The expression fusion win is huge for cache locality. Since you're using Rayon for the multicore side, I'm curious if the generated Rust expression tree is 'flat' enough for LLVM to trigger auto-vectorization (SIMD) on the individual cores or if the tree traversal adds enough branching to break that?
Do you have benchmarks? Naively I would compare this to Numba? But maybe I am way off the mark here
For the love of god, don't use these ai generated infographics/diagrams.
If that's your bar for quality, I'll think less of your code. I can't help it.
Also your saxpy example seems to be daxpy. s and d are short for single or double precision.
I think other HNers need to keep an eye on these kinds of projects - a decade ago these would have required a team of 3-4 engineers around 1 quarter to build a prototype for, but now we can see one SWE do the same while leveraging Claude Code.
Plenty of people on HN wish to bury their head under the sand, but this highlights how critical it is becoming to be both a good engineer and adept at using agentic tooling within your development lifecycle.

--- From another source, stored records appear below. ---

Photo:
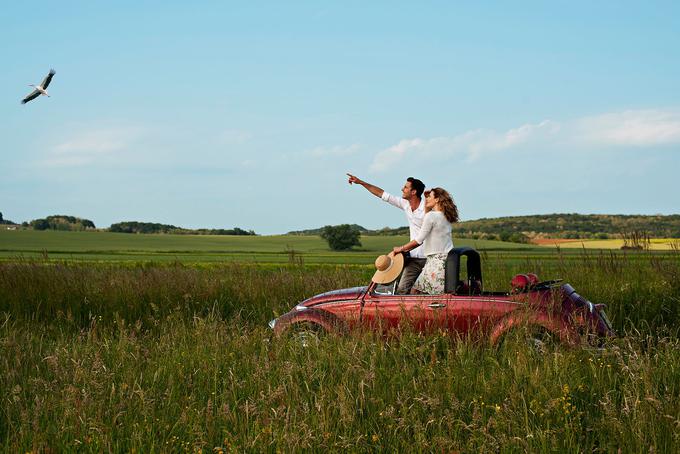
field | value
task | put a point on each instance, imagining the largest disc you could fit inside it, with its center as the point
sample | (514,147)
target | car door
(423,313)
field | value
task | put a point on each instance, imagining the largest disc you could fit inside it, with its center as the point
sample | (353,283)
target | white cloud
(89,147)
(637,128)
(471,144)
(233,137)
(334,151)
(631,128)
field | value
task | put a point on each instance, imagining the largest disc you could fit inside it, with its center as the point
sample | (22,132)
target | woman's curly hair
(447,204)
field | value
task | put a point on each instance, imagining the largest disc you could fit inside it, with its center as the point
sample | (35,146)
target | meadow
(114,354)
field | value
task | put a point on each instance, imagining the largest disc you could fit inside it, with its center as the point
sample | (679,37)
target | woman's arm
(407,247)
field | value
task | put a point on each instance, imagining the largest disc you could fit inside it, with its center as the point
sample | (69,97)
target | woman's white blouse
(435,233)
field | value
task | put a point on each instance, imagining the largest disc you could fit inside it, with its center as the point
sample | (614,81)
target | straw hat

I built this after watching 7/8 CPU cores idle during a Monte Carlo sim. multiprocessing added 189ms serialization overhead to a 9ms computation.
ironkernel lets you write element-wise expressions with a Python decorator, compiles them to a Rust expression tree at definition time, and executes via rayon on all cores. ~2k lines of Rust, ~500 lines of Python.
The win is expression fusion: NumPy evaluates `where(x > 0, sqrt(abs(x)) + sin(x), 0)` as 5 passes with 4 temporaries. ironkernel fuses into 1 pass, zero temporaries, and skips dead branches (no NaN from sqrt of negatives). 2.25x NumPy on compound expressions at 10M elements. For BLAS ops like SAXPY, NumPy is faster — ironkernel doesn't call BLAS.
Early stage: f64 only, 1-D only, expression subset only (intentional — parallel safety guarantee). Numba warm is 3.2x faster (LLVM JIT vs interpreter).